„Die Habsburger Regierung in Kroatien und ihr Bild in der kroati­schen Literatur nach 1918“ (Dissertationsprojekt von Goran Krni?)

Jahrhunderte lang wurden die kroatischen Länder von verschiedenen einheimischen und fremden Dynastien regiert. Die meisten Spuren hinterließ dabei, sowohl der Dauer als auch der Folgen der Herrschaft wegen, die Dynastie der Habsburger.

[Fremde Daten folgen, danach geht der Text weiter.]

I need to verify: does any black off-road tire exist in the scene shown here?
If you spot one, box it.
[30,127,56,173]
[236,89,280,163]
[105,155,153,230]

Nach einem historischen Überblick über die Habsburger Zeit in Kroatien sowie einer literaturhistorischen Darstellung der kroatischen Literatur im 20. Jahrhundert wird ver­sucht, über die Medien der Literatur, Publizistik und Literaturgeschichtsschreibung das Bild zu modellieren, das die Habsburger Macht im kollektiven Gedächtnis der Kroa­ten hinterließ, und darüber hinaus zu begreifen, welches ihr Anteil und ihre Hinterlas­senschaft in der nationalen Identität der Kroaten ist. Da die kroatische Literatur der letzten hundert Jahre sehr heterogen und meist ideologisch geprägt ist, werden be­stimmte, als paradigmatisch zu verstehende Autoren ausgewählt, die Repräsentan­ten verschiedener Generationen sind, und zumeist auch bestimmter ideologischer und ästhetischer Richtungen. Es wird die Möglichkeit untersucht (was eine neue Per­spektive öffnet), die Transformation der kroatischen Gesellschaft anhand des Wan­dels des Habsburg-Bildes jener Zeit greifbar zu machen.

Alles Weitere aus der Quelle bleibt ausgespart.